Establishing a CTDA mouse model based on key host biomarkers (A) = weight and (B) = food intake of mice. Day 4 was the first day of the adaptive phase, ampicillin administration started on day 0, and the end point of ampicillin use was day 14. A two-tailed student’s t-test was used to determine statistical significance, P < 0.05. Error bars represent mean ± SEM (n = 8). (C) Main factors including cecal indices in cecum, biomarkers associated with the gut barrier isolated from the serum and expression of tight-junction proteins in the colon of Control and CTDA2 mice. A two-tailed student’s t-test was used to determine statistical significance, ∗∗P < 0.01. Error bars represent mean ± SEM (n = 8). (D) Images representing tight junction disruption (occludin) of the ileum in the Control and CTDA2 groups of mice as determined by immunofluorescence (Representative images, n = 4/group). (E) Non-parametric monotonic relationship between the dissimilarities in the samples of CTDA2 group (blue, right) and Control group (red, left) matrix. The spots site based on the abundance of microbial taxa, measurement of cecal, colon, and serum samples which listed in C. (F) Non-metric multidimensional scaling plot of family and genus compositions for the Control (red) and CTDA2 samples (blue) with the three featured variables (purple arrows) (DAO = diamine oxidase, ET = endotoxin, and ZO1 = tight-junction protein ZO-1) plotted using the EnvFit function of package in R. The gray arrows give the top eight families or genera that most differ in expected proportion. f_Enterobacteriaceae, g_K = f_Enterobacteriaceae, g_Klebsiella, f_Erysipelotrichaceae, g_Coproba = f__Erysipelotrichaceae, g__Coprobacillus, f_Enterococcaceae, g_Enteroco = f_Enterococcaceae, and g_Enterococcus.

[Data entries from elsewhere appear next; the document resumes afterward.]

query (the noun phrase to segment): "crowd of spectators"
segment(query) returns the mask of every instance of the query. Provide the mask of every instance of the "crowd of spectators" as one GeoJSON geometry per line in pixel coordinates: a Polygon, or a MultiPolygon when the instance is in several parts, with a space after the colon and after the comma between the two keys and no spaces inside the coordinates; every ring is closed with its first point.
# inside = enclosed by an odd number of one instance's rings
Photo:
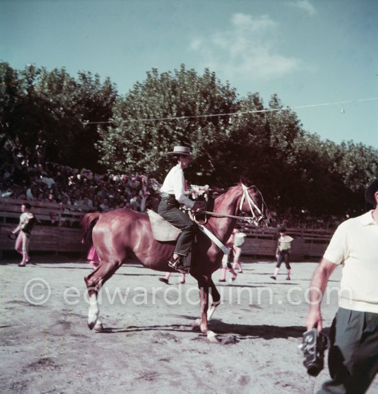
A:
{"type": "Polygon", "coordinates": [[[100,175],[52,163],[43,168],[8,164],[0,177],[1,197],[102,212],[119,208],[156,211],[160,186],[144,175],[100,175]]]}
{"type": "MultiPolygon", "coordinates": [[[[157,211],[160,187],[156,179],[144,175],[101,175],[54,163],[43,166],[5,164],[0,168],[0,197],[61,204],[66,211],[106,212],[120,208],[157,211]]],[[[206,197],[208,187],[192,185],[190,192],[193,198],[206,197]]],[[[276,222],[287,228],[334,229],[347,218],[313,217],[306,212],[273,214],[276,222]]]]}

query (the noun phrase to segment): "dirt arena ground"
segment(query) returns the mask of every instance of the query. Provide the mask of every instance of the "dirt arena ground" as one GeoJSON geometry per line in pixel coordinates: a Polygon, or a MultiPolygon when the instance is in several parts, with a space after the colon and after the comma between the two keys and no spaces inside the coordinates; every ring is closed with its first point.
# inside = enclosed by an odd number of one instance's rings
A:
{"type": "MultiPolygon", "coordinates": [[[[316,263],[293,263],[269,278],[273,262],[242,259],[243,273],[219,283],[223,303],[212,343],[192,324],[199,317],[197,282],[158,281],[162,273],[121,267],[102,290],[102,333],[87,326],[84,275],[75,258],[33,256],[1,261],[1,391],[4,393],[312,393],[329,378],[307,374],[298,350],[305,330],[309,280],[316,263]]],[[[323,304],[325,326],[337,310],[341,270],[323,304]]],[[[215,282],[221,271],[214,273],[215,282]]],[[[368,391],[378,393],[378,378],[368,391]]]]}

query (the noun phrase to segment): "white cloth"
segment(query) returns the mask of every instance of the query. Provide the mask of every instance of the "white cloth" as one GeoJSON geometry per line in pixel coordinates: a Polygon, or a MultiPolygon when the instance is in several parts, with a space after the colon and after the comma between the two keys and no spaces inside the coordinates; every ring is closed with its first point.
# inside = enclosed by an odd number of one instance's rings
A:
{"type": "Polygon", "coordinates": [[[343,264],[339,305],[378,313],[378,224],[373,211],[342,222],[324,257],[343,264]]]}
{"type": "Polygon", "coordinates": [[[194,205],[194,202],[185,194],[185,178],[184,171],[179,164],[173,167],[168,173],[160,192],[174,194],[176,200],[188,208],[192,208],[194,205]]]}

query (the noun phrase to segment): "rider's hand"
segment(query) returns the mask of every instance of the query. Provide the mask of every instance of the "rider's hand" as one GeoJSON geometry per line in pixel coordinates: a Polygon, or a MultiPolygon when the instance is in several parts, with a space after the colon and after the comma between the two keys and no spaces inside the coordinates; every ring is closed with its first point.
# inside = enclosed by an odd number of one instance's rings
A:
{"type": "Polygon", "coordinates": [[[206,202],[205,201],[195,201],[192,211],[197,212],[197,211],[204,211],[206,209],[206,202]]]}

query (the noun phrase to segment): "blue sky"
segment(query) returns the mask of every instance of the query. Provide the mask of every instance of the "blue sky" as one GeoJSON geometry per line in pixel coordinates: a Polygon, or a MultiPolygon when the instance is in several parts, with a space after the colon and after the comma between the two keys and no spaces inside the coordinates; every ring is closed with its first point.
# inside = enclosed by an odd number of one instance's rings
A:
{"type": "Polygon", "coordinates": [[[121,94],[153,67],[209,67],[240,97],[276,93],[309,132],[378,148],[377,21],[377,0],[0,0],[0,60],[121,94]]]}

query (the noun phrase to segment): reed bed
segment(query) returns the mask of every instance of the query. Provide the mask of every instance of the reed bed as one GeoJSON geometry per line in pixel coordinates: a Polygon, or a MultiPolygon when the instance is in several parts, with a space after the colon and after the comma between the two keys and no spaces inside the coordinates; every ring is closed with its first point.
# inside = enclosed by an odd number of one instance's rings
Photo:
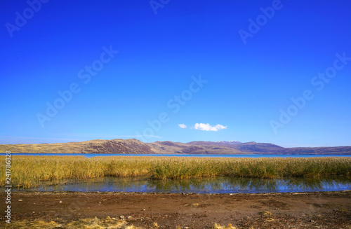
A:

A range of biomarkers were detected and measured in the CTDA2 mice to establish a model that reflected the status of gut dysbiosis and the impact on the intestinal barrier. The major assessments selected included levels of the cecal index, gut permeability, and expression of tight-junction proteins, that either increased or decreased significantly in the CTDA2 treatment group. Based on the combination of these major biomarkers, we applied a non-metric multidimensional scaling (NMDS) plot of the samples to establish a CTDA model (Supplementary Table S1). In this model, the CTDA2 group clearly clustered in an area totally separated from the Control group (Figure 4E), implying that CTDA2 group was affected by ampicillin administration and exhibited a profile different from that in the Control group after 2 weeks exposure. In Figure 4F, we plotted 8 families or genera with the largest difference in abundance between the two groups. Klebsiella, Coprobacillus, and Enterobacteriaceae were associated with ampicillin-induced microbiota dysbiosis, while Lachnospiraceae were more likely to be found in Control group. We also plotted the direction of change in the three significant gut permeability variables (Figure 4F). We observed that a host-microbiome correlation exists and the tight-junction protein ZO-1 is negatively associated with specific gut microbiota of antibiotic-induced dysbiosis, while endotoxin and DAO are positively associated with such dysbiosis status.

Discussion

Numerous studies have reported dysbiosis of the gut microbiome due to administration of a cocktail of antibiotics, however, very few of these have looked at the impact of dysbiosis on the gut barrier integrity or changes in the gut metabolome (Nobel et al., 2015; Mahana et al., 2016). In this study, we established a mouse model that provided CTDA to simulate typical exposure in humans and explored how this single antibiotic modified the gastrointestinal microbial community and its effect on the host immune status and gut barrier function.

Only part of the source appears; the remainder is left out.